Found this an interesting read as they pit the one plus 5 phone against other flagship phones and how fast they charge.
There’s also a link inside the article which explains how it’s charge tech works.
Have a read and discuss your thoughts

This is another comparsion which goes deeper still.

It compares in different uses and doesn’t use absolute but relative as each battery has different size so smaller batteries have a built-it % speed advantage and mAh/h is more related to what we use.

OnePlus DASH is one step forwards and one step backwards. Forward is it plain fast. Backwards is it proprietary and if you do not use the supplied cable and charger then its half the speed. The new Power Delivery level can be the basis of DASH in the future if OnePlus chooses to as it allows micro control of the amps and volts to do the what DASH does of sending just the voltage required so there is no DC-DC conversion in the phone which allows high wattage even when phone is being used.

1 Like

Thanks @nigelhealy that’s an even more in depth testing. Much more refined

I like to see the innovation but I despair at the proprietary nature and how we have to suffer with carrying proprietary chargers.

There is no inherent reason why we cannot get an open standard which is both powerful and efficient.

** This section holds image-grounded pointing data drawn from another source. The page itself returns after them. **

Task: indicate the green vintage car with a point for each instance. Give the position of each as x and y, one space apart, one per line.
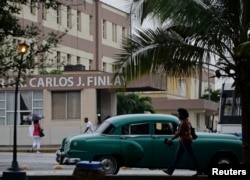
137 140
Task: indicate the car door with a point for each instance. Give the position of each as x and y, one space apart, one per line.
136 144
162 153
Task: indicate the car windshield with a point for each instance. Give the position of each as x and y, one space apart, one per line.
105 128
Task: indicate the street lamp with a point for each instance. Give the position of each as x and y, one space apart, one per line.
14 172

The battery inside the phone has voltage and current demand typically shaped like this:

Where the voltage progressively goes up and the current goes down. To keep the phone as small as possible and to allow to use it while recharging, you ideally want no DC-DC conversion going on inside the phone, it just tells the charger to deliver exactly what it needs, e.g. it wants 3.7V and later it wants 4.1V. The phone adds its own needs (excluding battery) to the battery needs and requests of the charger. This is what DASH does but in a proprietary way.

The newest Power Delivery standard allows for this as the voltage and currently can be micro-controlled with the phone asking exactly what it needs. With Power Delivery upto 100W you can do better than DASH and better than QualComm Quickcharge.

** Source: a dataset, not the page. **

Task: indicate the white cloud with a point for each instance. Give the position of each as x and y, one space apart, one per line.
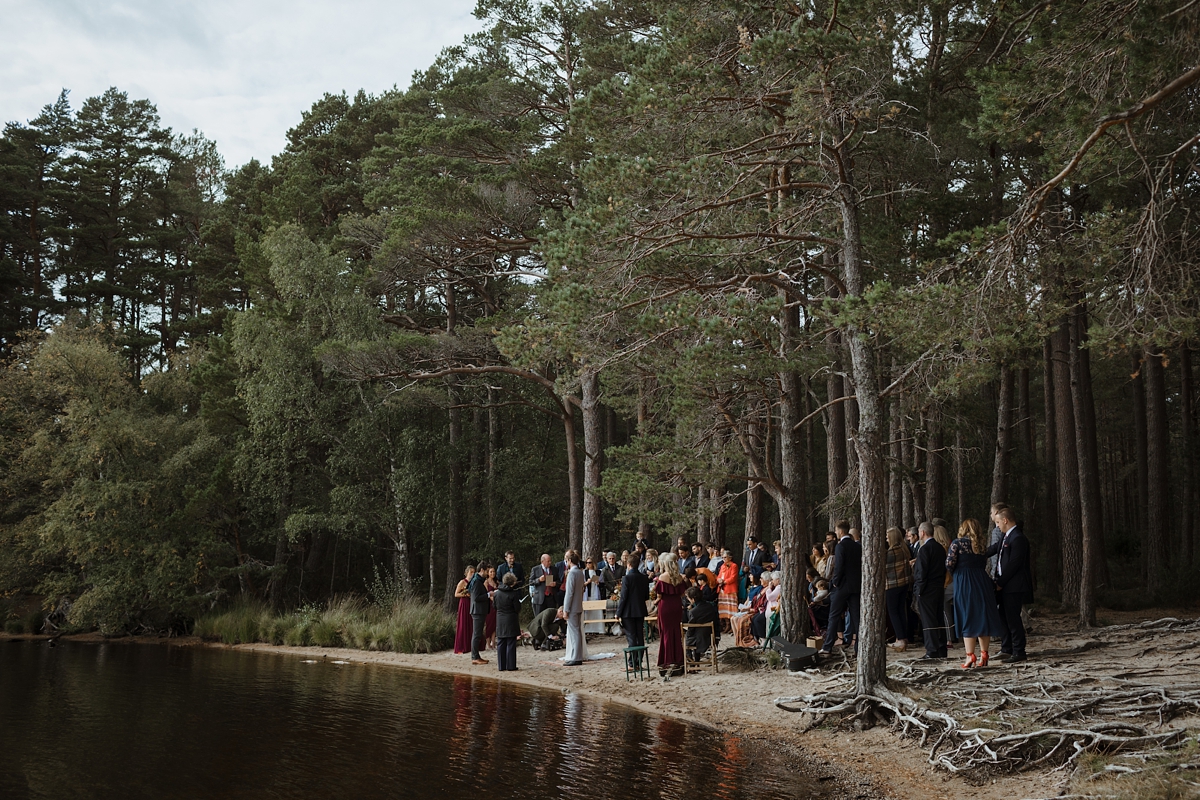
240 72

QC4 is very similar to PD.

What Anker can do is also manage the total power budget of its AC-DC, with say being capable of doing 60W and then it has 2 USB-PD ports and gives both devices what they ask within its power budget, e.g. one port can be 60W or two ports 30W each. This is where I see the ideal next step.

I thought we’d be there by now but the current PD devices with the current Anker PD chargers are not doing this.

In my case today I have to pick between a packing two chargers, one DASH for my phone and another is Anker, to charge everything at the fastest possible, or leave the DASH charger at home and accept slower phone charging. I’d like there to be a 3rd option, so I can carry any device, and decide how much Wattage I carry in choice of size of chargers and carry how much spare battery. There is no sign this will happen anytime soon.

Also OnePlus is getting expensive, it was $300 now its $500. Obviously my choices are to either pay it or buy from someone else, what it is causing me to do is skip the OnePlus5T and stick with the OnePlus3T for longer. It is, after all, only a phone.

Given Anker has rolled QC3 into PowerIQ2, it makes the case for my next phone to be QC that bit stronger, but we still lack a IQ2 charger.